Truly, brain injury is terrifying for most people, because it hits us where we live, in the deepest, darkest part of our souls, where we are most vulnerable. Especially, I think, for intelligent, intellectual, fact-driven people, the emotional impact of brain injury — just contemplating it, to begin with — can be so unsettling that it causes higher reasoning and analytic function to slow, if not stop. Pondering the impact that head trauma can have is, well, traumatic. It kicks off our most basic survival responses. And our fight-flight-freeze response tends to make us abandon high reasoning for the sake of just getting away from the thing that threatens — or just frightens — us.

I suspect that this, more than anything, is what keeps brain injury from being adequately apprised and addressed in this country. And it appears that the only thing that will make us sit up and take notice are tens of thousands of returning veterans — trained warriors, wounded warriors — who are reintegrating into a society that is woefully unprepared for them… but will need to change that, if we’re going to get by in this new century, this dawning millenium.

And that’s where I think hope can help.

Certainly, hope is necessary in any tough situation, but especially in the case of TBI. Mild, moderate or severe, brain injuries certainly leave a mark on survivors and their family, friends, co-workers… often without them understanding why and/or to what extent. But we don’t have to let that keep us down. Yes, there are problems. Yes, there are issues. Yes, there are tremendous difficulties. But with the brain, you never know what’s going to happen next. Some recoveries last months, years, decades longer than anyone expected them to. But abilities can sometimes be restored, where the experts were sure they were gone for good. And where some abilities are lost for good, others can arise in their place — or show up where they weren’t before. Plenty of people have survived trauma that marked them “certainly” for death, and they’ve battled back from the brink. And I’ve heard stories of people who sustained significant brain trauma, only to find that suddenly they could paint like nobody’s business. Or they started writing one day for no apparent reason.

Looking at some of the most brilliant minds of the past thousand years, the brains inside their heads have not always been “standard issue”. Einstein was missing part of his brain. I’ve also heard that Thomas Edison’s brain was malformed. (Note: I’ll have to do more research that one — I’m not finding information about it right away.) Gifted artists and writers have been epileptic, as have some of our most effective leaders and gifted actors and athletes.

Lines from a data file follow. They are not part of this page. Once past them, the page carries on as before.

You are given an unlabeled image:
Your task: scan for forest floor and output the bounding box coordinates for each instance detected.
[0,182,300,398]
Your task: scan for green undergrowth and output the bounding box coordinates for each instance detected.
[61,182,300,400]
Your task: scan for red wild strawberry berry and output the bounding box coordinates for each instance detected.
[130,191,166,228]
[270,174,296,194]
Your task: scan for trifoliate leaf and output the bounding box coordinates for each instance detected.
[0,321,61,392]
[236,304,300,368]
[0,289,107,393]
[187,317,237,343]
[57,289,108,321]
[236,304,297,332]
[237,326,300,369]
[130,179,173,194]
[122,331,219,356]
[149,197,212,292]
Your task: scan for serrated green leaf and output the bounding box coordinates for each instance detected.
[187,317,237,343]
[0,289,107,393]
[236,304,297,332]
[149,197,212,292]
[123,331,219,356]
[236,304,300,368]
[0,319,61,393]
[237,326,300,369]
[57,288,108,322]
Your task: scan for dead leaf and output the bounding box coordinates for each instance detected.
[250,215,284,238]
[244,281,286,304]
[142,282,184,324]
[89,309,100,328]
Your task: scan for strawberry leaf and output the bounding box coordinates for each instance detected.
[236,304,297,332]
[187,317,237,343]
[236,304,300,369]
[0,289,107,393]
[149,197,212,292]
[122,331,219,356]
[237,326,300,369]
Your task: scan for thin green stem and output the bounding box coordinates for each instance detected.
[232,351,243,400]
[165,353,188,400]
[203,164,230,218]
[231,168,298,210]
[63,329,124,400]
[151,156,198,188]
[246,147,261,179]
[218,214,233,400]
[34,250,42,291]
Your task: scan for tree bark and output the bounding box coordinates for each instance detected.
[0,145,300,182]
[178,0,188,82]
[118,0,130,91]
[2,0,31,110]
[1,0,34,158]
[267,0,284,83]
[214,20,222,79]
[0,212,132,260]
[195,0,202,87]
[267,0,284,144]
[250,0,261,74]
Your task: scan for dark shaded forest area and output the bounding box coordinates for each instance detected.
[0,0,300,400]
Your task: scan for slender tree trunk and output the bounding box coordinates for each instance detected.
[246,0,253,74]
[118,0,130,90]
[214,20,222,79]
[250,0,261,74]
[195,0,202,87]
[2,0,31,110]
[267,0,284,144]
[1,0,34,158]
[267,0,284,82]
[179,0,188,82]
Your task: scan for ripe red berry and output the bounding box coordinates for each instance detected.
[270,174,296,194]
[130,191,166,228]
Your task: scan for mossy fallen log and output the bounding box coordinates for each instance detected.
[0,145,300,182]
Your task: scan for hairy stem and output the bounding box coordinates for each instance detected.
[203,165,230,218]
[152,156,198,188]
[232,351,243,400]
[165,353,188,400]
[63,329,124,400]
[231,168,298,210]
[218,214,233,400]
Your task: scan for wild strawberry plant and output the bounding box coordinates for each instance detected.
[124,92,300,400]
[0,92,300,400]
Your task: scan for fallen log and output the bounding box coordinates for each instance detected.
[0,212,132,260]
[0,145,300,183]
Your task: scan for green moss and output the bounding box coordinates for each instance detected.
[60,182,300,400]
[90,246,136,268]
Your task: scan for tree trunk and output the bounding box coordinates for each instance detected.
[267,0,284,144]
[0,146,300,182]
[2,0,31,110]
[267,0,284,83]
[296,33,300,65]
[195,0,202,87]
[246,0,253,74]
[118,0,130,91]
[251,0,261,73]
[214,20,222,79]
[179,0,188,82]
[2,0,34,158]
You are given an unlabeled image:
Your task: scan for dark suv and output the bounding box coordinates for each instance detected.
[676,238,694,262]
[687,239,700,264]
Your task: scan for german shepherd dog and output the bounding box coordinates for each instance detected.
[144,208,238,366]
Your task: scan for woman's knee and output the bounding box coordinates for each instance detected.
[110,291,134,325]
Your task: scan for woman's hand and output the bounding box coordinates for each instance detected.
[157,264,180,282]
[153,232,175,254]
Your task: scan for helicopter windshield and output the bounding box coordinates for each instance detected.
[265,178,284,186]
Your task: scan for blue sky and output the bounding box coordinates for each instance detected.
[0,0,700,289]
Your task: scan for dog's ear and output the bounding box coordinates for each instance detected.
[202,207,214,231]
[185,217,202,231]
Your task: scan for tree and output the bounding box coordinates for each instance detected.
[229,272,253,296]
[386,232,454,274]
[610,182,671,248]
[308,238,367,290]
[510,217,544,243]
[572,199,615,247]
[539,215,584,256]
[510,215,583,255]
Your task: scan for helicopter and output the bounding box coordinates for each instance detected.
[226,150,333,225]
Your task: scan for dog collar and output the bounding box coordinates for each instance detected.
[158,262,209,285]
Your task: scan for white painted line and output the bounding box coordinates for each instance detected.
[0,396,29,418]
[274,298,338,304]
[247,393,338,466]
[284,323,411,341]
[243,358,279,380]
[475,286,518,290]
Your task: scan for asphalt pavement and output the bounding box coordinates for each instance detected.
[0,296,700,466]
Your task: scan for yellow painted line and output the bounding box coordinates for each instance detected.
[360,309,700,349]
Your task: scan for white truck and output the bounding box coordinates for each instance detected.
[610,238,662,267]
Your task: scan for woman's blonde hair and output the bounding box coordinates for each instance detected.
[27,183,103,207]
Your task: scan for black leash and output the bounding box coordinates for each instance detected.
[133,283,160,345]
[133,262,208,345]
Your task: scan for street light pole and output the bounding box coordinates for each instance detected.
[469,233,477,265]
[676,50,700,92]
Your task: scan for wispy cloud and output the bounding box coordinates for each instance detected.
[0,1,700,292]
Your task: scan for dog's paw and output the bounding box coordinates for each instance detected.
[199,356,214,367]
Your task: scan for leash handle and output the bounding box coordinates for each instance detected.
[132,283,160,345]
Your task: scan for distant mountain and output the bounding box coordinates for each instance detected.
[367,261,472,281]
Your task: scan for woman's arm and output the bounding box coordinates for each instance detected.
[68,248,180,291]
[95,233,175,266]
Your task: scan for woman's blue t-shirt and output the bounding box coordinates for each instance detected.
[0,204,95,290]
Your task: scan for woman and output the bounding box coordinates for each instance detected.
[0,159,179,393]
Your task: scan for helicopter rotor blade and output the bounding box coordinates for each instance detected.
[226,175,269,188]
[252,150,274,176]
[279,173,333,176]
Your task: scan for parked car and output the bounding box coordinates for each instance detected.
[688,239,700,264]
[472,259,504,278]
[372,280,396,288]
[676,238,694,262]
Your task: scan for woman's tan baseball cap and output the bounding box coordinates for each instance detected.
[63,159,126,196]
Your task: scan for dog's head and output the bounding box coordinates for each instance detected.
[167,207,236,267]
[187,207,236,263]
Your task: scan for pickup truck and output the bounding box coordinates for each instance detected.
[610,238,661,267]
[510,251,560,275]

And I suspect, the more we learn about brain injury, the less afraid of it we’ll be. The more we realize that it is NOT a death sentence, that it is surivivable, that it can actually impart or uncover abilities and gifts that might otherwise go unnoticed and undeveloped, the less traumatic the mere consideration of it will be. I don’t mean to diminish the suffering of those who have really struggled with the after-effects. And I don’t want to downplay the seriousness of it. I’m just saying, there are two sides to this story — the tragedy and the triumph. And when we can pay as much attention to the triumph as we do the tragedy, and accept them both as possibilities… as parts of the whole of human experience, we might stand a better chance of confronting the challenges that go along with brain injury, and learn to integrate the experience into our collective storehouse of information… and for once, let facts — not fear — govern our understanding of the injured brain.